Patient in left side lying position, posturally aligned, left arm slightly extended, right leg slightly flexed at the hip, feet inverted. Abdominals contracting isometrically to maintain posture. BOS fairly large as it includes the bed and the floor space underneath. COG through the shoulder girdle at the lateral aspect of the head of the left humerus, at the pelvic level resting on the lateral aspect of the left greater trochanter, and at the feet on the lateral surface of the left maleolus.
Phase 1
The whole movement occurs in the sagittal plane and the coronal axis.

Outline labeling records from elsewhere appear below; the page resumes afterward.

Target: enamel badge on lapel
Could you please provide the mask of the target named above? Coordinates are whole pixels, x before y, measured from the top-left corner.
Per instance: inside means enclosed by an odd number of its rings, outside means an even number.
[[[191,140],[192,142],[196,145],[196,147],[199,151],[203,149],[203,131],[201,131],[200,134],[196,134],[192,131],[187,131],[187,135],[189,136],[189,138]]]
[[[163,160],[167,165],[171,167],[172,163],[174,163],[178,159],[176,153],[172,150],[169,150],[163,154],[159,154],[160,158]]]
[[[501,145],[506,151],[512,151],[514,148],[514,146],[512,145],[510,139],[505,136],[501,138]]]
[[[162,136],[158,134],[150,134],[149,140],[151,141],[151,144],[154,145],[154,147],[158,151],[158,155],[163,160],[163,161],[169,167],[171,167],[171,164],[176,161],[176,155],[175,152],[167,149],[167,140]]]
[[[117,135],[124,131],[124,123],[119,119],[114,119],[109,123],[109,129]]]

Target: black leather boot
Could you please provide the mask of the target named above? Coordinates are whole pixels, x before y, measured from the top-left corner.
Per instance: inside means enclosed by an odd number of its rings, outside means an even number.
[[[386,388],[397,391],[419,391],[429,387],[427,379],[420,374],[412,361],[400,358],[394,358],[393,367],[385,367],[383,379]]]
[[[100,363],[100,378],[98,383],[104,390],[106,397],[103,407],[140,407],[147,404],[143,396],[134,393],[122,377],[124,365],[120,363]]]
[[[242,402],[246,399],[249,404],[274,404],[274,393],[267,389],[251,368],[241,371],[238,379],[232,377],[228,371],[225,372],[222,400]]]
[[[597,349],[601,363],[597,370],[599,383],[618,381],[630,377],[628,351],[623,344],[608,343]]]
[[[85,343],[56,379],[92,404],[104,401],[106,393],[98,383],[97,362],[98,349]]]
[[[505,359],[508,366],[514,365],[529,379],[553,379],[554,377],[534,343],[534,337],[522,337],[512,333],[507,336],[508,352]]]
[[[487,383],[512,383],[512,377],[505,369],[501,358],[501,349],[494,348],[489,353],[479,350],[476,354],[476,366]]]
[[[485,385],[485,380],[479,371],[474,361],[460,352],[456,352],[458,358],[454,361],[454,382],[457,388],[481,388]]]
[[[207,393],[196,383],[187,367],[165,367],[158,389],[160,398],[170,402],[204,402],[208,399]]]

As the model begins to lift the right arm to start to reach over to the bedside table, there is slight abduction of the upper extremity at the glenohumeral joint. The middle fibres of the deltoid muscle and supraspinatus abduct the arm by contracting eccentrically. By abducting the shoulder the scapula rotates laterally. This is facilitated by the upper and lower fibres of the trapezius. These movements occur in the sagittal plane.
Phase 2
As the model begins to reach over for the tissue, the shoulder begins to flex; this occurs in a coronal plane. Muscles that flex the shoulder are pectoralis major, biceps brachii and the anterior fibres of the deltoid. These muscles are contracting eccentrically. As the model reaches for the tissues there is slight further abduction at the shoulder. While flexing the shoulder the scapula further rotates laterally, caused by both the upper and the lower fibres of trapezius, and elevates. Elevation is facilitated by the upper fibres of the trapezius; this occurs in the coronal plane.
Phase 3
After grabbing a tissue the model begins to bring her arm back in towards her, in a coronal plane. This is extension of the shoulder; this is facilitated by the posterior fibres of the deltoid, pectoralis major, latissimus dorsi, teres major and triceps, all contracting concentrically. While extending the shoulder, the scapula also depresses. Depression is facilitated by the lower fibres of the trapezius; this occurs in the coronal plane. The upper extremity also begins to adduct slightly. This is facilitated by teres major and latissimus dorsi; both contracting concentrically. With slight adduction comes slight medial rotation on the scapula. Rhomboid minor and rhomboid major facilitate this action. Both adduction and medial rotation occur in the sagittal plane.


Phase 4
As the upper extremity gets closer and closer back towards the trunk of the body, there is further adduction occurring at the shoulder; caused by the same muscles contracting concentrically. This is occurring in the sagittal plane. Also further medial rotation of the scapula, also occurring in the sagittal plane. This leaves the model in their original start position; in left side lying position, posturally aligned, left arm slightly extended, right leg slightly flexed at the hip, feet inverted. Abdominals are contracting isometrically to maintain posture. BOS fairly large as it includes the bed and the floor space underneath. COG through the shoulder girdle at the lateral aspect of the head of the left humerus, at the pelvic level resting on the lateral aspect of the left greater trochanter, and at the feet on the lateral surface of the left maleolus.
Mechanical principles
Gravity is involved. Inertia has to be overcome to initiate movement. COG isn’t really affected as the upper extremity isn’t large or heavy enough to transfer the COG through it. The LOG remains with the BOS and there is no change in the overall body alignment.